March 5, 1971
TORONTO, FEB 22 - Over five hundred Blacks from across Canada met in Toronto Feb. 19-21 to form a National Black Action Committee (NBAC).
Opening speeches by Cortney Blair and Rocky Jones stressed that the struggle of Black Canadians was the same as the struggle for Black liberation in the U.S. and the West Indies.
George Archer, from Montreal's McGill University, spoke about Canada's role in Africa.
Dave Darbreau, a leader of Trinidad's National Joint Action Council, and Tim Hector, a peasant organizer from Antigua, pointed out that Canadian, U.S. and British domination continue in the West Indies, despite formal "independence." Darbreau pointed out that on "Independence Square" in Port of Spain, the major U.S., British and Canadian banks have the most prominent positions.
The final day of the conference was marked by a workshop on women and the organization of the NBAC.
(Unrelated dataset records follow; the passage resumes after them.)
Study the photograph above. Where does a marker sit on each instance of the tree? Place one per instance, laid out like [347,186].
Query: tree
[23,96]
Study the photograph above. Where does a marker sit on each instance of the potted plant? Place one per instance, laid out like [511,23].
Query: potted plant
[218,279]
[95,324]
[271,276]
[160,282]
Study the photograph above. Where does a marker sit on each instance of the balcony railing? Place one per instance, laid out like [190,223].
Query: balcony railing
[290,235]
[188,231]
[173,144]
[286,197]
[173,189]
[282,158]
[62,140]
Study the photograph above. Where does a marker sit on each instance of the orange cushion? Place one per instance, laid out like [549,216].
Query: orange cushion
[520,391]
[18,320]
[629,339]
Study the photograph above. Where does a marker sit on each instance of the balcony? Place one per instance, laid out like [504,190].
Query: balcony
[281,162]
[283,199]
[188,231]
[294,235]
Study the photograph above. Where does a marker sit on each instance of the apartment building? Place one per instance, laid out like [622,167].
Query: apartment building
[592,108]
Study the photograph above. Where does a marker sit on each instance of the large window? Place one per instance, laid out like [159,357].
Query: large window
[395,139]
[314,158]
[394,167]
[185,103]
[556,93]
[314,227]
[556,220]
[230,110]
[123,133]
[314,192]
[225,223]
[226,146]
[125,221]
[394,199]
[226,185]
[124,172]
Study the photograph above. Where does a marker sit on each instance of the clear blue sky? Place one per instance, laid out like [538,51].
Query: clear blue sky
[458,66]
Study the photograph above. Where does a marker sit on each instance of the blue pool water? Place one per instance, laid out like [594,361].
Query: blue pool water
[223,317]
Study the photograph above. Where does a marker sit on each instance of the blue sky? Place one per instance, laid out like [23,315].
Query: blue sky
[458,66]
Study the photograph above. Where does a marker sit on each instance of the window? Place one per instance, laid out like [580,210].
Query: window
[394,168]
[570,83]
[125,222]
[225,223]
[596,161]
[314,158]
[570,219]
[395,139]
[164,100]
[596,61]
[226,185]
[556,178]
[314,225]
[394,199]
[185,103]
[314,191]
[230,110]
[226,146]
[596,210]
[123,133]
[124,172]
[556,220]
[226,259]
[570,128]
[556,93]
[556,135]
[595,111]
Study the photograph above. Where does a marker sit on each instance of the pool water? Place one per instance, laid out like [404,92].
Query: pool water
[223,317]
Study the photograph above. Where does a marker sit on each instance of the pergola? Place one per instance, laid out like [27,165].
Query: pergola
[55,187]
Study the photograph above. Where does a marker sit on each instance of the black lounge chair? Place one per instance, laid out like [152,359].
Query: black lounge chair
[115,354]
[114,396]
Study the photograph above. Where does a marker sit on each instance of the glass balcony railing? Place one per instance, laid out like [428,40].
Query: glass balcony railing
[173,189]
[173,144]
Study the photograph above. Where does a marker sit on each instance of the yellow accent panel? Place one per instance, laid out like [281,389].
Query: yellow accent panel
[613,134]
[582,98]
The leaders of the women's workshop, including Sally Coots, president of the Black Students Association at McGill, stressed that Black women could no longer play a secondary role in the struggle. Despite opposition, she stressed the right of Black women to abortions and child care. Others stressed that these demands must be coupled with Black power over medical and child-care facilities.
March 2, 1946
Responding to the call of the Egyptian National Committee of Students and Workers for a general protest strike against the British, workers and students tied up Cairo on February 21 and poured into the streets. The demonstrators demanded that the British evacuate its forces from Egypt and get out of the Sudan.
Throughout the morning of February 21, from 100,000 to 150,000 workmen and students thronged the main streets and squares, noisily but peacefully shouting anti-British slogans. Schoolgirls joined the chanting demonstrators for the first time in years. Even boys as young as ten participated.
British troops began the violence. British Army trucks hurtled into a crowd of demonstrators in Ismailia Square at 60 miles an hour, killing and injuring many persons. The crowd closed in on some of the trucks and smashed and burned them.
Troops set up machineguns at main intersections leading to British buildings. British tanks and armored cars, flanked by military police armed with sub-machineguns and riding in jeeps, patrolled the streets.
The Egyptian National Committee of Students and Workers protested against the "barbaric aggression by British soldiers against the unarmed people."
These demonstrations express the deep-rooted discontent of the Egyptian masses which arises from the unbearable conditions prevalent in the country. Living costs have increased three to four times since the beginning of World War II.